Sur la demande de délais de paiement avec suspension des effets de la clause résolutoire
Il y a lieu d’exclure tout délai de paiement compte tenu de la progression constante de la dette locative depuis octobre 2018 et de l’importance de son montant au vu du dernier décompte, démontrant l’incapacité de l’association Artagence et de M. X à apurer leur dette locative dans le délai de 24 mois qu’ils sollicitent, alors en outre que ceux-ci ne fournissent aucun élément sur leur situation financière.
Sur la demande des appelants tendant à la remise en état des parties communes de l’entrepôt et à la mise en oeuvre de mesures nécessaires à garantir la sécurité et la jouissance paisible de l’association Artagence
Il ne saurait être statué par le juge de l’évidence sur une telle demande, qui suppose d’apprécier l’obligation de délivrance du bailleur alors en outre que le bail se trouve désormais résilié et que les appelants sont occupants sans droit ni titre, l’obligation contractuelle du bailleur étant par suite sérieusement contestable. Il sera dit n’y avoir lieu à référé sur cette demande.

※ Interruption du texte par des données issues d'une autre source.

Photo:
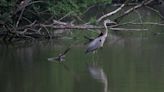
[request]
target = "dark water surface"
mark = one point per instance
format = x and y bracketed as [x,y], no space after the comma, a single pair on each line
[131,64]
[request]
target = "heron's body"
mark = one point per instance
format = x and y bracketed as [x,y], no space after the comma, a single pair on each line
[99,41]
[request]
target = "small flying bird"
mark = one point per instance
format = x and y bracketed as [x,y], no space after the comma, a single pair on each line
[60,57]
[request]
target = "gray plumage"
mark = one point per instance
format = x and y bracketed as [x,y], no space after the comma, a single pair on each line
[99,41]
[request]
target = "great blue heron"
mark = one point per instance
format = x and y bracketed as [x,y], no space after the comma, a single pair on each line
[60,57]
[99,41]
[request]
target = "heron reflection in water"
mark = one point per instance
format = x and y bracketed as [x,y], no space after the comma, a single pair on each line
[60,57]
[98,73]
[99,41]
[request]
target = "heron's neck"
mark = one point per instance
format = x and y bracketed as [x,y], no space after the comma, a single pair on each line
[106,30]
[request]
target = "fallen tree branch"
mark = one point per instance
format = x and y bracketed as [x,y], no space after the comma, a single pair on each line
[132,23]
[145,2]
[113,12]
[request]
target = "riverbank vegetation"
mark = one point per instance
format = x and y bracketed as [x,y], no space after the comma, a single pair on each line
[31,19]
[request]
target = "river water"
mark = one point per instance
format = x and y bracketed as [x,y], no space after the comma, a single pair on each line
[128,62]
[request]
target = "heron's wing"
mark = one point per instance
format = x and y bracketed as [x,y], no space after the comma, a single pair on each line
[88,38]
[100,34]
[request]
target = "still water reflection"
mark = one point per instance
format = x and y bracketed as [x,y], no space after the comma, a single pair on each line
[132,64]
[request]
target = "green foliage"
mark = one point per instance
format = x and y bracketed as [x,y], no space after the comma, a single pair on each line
[77,7]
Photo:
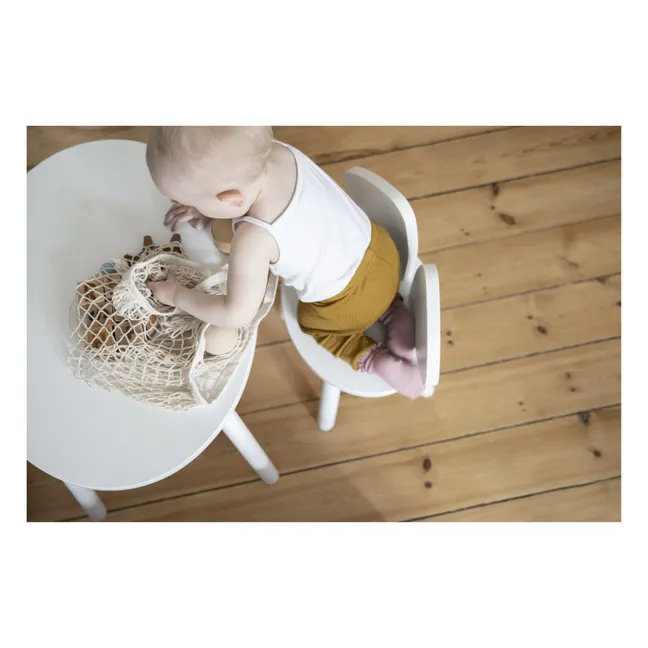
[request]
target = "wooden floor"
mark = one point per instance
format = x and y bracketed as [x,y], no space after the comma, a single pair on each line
[524,227]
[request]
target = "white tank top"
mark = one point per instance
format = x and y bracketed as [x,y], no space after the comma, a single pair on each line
[322,235]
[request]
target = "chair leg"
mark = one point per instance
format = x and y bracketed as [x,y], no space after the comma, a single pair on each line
[329,403]
[249,447]
[89,501]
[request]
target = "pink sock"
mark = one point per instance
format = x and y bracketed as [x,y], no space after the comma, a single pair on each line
[402,376]
[400,329]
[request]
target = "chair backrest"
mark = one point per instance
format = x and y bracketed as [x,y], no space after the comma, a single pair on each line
[420,283]
[388,207]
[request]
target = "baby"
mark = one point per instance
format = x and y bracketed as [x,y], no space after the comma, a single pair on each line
[292,218]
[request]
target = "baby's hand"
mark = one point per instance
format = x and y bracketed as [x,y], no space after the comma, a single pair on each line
[165,291]
[183,214]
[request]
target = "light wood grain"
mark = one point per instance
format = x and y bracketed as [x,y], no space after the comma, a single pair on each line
[599,502]
[528,262]
[520,206]
[326,144]
[474,335]
[514,326]
[530,239]
[524,263]
[494,157]
[476,400]
[464,472]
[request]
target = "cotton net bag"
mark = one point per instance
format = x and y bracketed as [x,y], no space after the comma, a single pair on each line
[124,340]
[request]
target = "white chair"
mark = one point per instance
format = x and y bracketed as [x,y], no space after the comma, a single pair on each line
[85,206]
[419,287]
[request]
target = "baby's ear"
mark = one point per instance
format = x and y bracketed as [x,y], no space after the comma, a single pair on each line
[232,197]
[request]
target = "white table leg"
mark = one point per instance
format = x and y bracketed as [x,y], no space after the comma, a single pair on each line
[249,447]
[89,501]
[329,403]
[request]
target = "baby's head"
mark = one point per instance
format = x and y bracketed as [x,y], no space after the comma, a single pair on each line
[219,170]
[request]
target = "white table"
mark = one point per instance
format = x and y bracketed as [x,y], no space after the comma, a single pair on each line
[87,205]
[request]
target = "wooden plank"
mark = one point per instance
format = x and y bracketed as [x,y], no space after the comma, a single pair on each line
[528,262]
[487,332]
[400,486]
[514,326]
[473,335]
[598,502]
[488,158]
[327,144]
[520,206]
[467,402]
[44,141]
[531,323]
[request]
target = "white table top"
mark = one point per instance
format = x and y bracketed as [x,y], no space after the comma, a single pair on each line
[87,205]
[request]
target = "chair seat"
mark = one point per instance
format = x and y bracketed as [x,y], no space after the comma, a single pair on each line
[328,368]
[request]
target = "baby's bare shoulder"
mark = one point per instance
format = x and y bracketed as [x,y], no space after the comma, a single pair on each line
[251,239]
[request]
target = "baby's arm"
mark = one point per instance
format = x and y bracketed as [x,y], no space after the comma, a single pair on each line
[250,255]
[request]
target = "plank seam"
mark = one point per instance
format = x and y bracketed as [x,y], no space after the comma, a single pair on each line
[514,235]
[398,149]
[513,499]
[363,457]
[603,277]
[537,174]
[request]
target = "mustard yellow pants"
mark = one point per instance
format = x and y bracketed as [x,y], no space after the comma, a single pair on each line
[338,324]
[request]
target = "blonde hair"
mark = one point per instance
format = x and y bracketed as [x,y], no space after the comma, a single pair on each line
[241,152]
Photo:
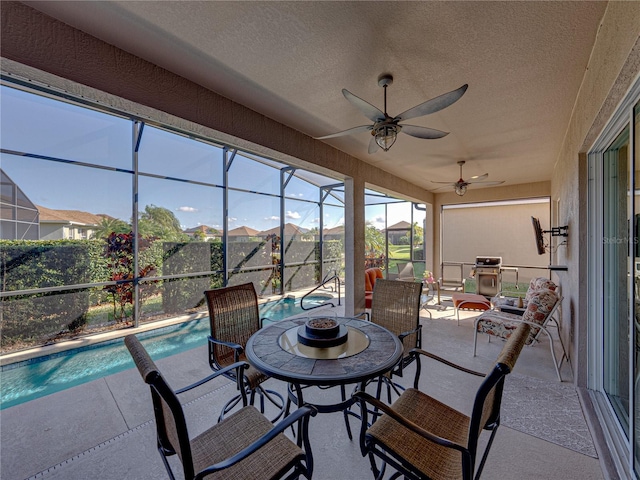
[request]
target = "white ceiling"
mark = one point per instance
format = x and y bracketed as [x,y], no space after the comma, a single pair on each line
[523,60]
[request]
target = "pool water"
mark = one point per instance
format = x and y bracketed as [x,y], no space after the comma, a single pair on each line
[42,376]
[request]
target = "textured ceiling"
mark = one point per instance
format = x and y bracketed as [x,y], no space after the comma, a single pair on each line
[523,61]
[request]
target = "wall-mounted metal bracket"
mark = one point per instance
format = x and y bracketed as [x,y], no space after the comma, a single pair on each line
[559,231]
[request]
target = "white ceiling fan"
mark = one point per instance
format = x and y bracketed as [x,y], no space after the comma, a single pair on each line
[461,185]
[385,128]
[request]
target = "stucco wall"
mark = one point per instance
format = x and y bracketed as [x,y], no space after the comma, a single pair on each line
[512,192]
[498,230]
[614,64]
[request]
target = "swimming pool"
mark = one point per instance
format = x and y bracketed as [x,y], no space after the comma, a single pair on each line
[42,376]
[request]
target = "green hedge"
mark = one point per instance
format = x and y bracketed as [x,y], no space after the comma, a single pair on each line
[28,265]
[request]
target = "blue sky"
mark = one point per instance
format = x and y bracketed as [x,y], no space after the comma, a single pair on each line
[42,126]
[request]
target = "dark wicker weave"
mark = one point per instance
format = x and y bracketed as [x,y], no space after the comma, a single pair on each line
[396,307]
[424,438]
[233,318]
[245,445]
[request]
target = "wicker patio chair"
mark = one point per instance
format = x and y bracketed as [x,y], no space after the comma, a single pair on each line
[244,445]
[396,307]
[540,313]
[233,318]
[423,438]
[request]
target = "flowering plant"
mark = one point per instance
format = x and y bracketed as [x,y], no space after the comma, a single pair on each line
[427,276]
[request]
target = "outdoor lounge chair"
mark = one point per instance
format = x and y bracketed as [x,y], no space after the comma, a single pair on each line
[396,307]
[233,318]
[423,438]
[542,305]
[244,445]
[371,275]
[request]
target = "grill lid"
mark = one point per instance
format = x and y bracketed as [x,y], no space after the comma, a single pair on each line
[488,261]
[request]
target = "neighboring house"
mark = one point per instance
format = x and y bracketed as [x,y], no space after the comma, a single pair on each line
[67,224]
[208,233]
[290,230]
[335,233]
[242,234]
[18,214]
[397,231]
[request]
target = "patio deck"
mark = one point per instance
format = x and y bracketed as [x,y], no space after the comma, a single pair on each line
[105,429]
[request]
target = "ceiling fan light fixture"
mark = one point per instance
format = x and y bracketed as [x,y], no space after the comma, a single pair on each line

En définitive, l’ordonnance entreprise sera confirmée en toutes ses dispositions et perdant en leur appel, l’association Artagence et M. X seront condamnés solidairement aux dépens de l’instance d’appel et à payer à la société Sicam la somme de 2500 euros au titre de ses frais irrépétibles exposés en appel.
PAR CES MOTIFS
La cour,
Rejette la demande d’annulation de l’ordonnance entreprise,
Confirme en toutes ses dispositions cette ordonnance rendue le 2 juillet 2021 par le juge des référés du tribunal judiciaire de Bobigny,
Y ajoutant,
Rejette la demande de délais de paiement des appelants et dit n’y avoir lieu à référé sur le surplus de leurs demandes,
Condamne solidairement l’association Artagence et M. B X aux dépens de l’instance d’appel,
Les condamne solidairement à payer à la société Licom la somme de 2500 euros en application de l’article 700 du code de procédure civile, au titre de ses frais irrépétibles exposés en appel.